As crime has increased throughout California in recent years, a bipartisan group of bills has picked up support in the Legislature.

The California Senate has approved a bipartisan package of 15 bills aimed at addressing the surge in organized crime, particularly related to the reselling of stolen property and auto theft. 

The measures also encompass the expansion of drug court programs.


The big picture: One of the proposed bills calls for large online marketplaces such as eBay and Amazon to verify the identities of sellers making over $5,000 in annual profits, with the intention of thwarting the easy sale of stolen goods.

  • Large-scale thefts, including well-coordinated shoplifting incidents in stores, have reached a crisis level in the state, although quantifying the issue poses a challenge due to limited data sharing by many stores.
  • A study by the Public Policy Institute of California revealed a noticeable increase in shoplifting rates in the Bay Area and Los Angeles, while statewide figures showed a rise but remained below pre-pandemic levels in 2019. Additionally, commercial burglaries and robberies have become more prevalent in urban counties.

Go deeper: Other proposed measures advanced by Assembly lawmakers include one introduced by Assembly Speaker Robert Rivas (D–Hollister) targeting professional theft rings. 

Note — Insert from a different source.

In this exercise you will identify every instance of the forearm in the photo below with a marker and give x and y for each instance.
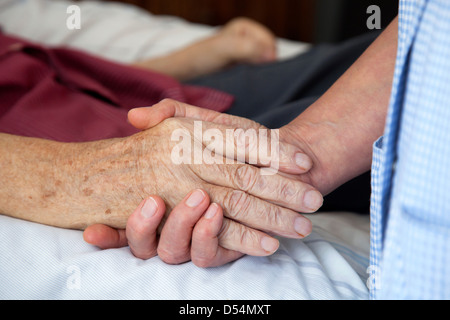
(341, 127)
(196, 60)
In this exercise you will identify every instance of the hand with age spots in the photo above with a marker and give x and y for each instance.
(231, 232)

  • This measure seeks to bolster law enforcement authority against such rings and addresses the selling or returning of stolen goods, requiring online sellers to maintain proof of merchandise legitimacy and mandating certain retail businesses to report stolen goods data.
  • Further proposed legislation aims to combat cargo theft, restore the district attorney’s authority to pursue thieves and resellers operating beyond their jurisdictions, and enable retailers to obtain restraining orders against convicted shoplifters.

What we’re watching: The bills are set to proceed to the second chamber for review before potentially reaching Governor Newsom’s desk in June, showcasing the unwavering stance of Democratic lawmakers in rejecting rollbacks to progressive policies like Proposition 47.

  • Advocates of the measure argue that savings resulting from reduced incarceration rates have been allocated to successful local programs addressing recidivism.
  • However, Proposition 47 has made prosecuting shoplifters more challenging and emboldened crime rings, leading to growing calls from law enforcement officials, district attorneys, and some lawmakers to reconsider the measure, with the potential for it to appear on the November ballot following the submission of over 900,000 signatures by a coalition backing the initiative.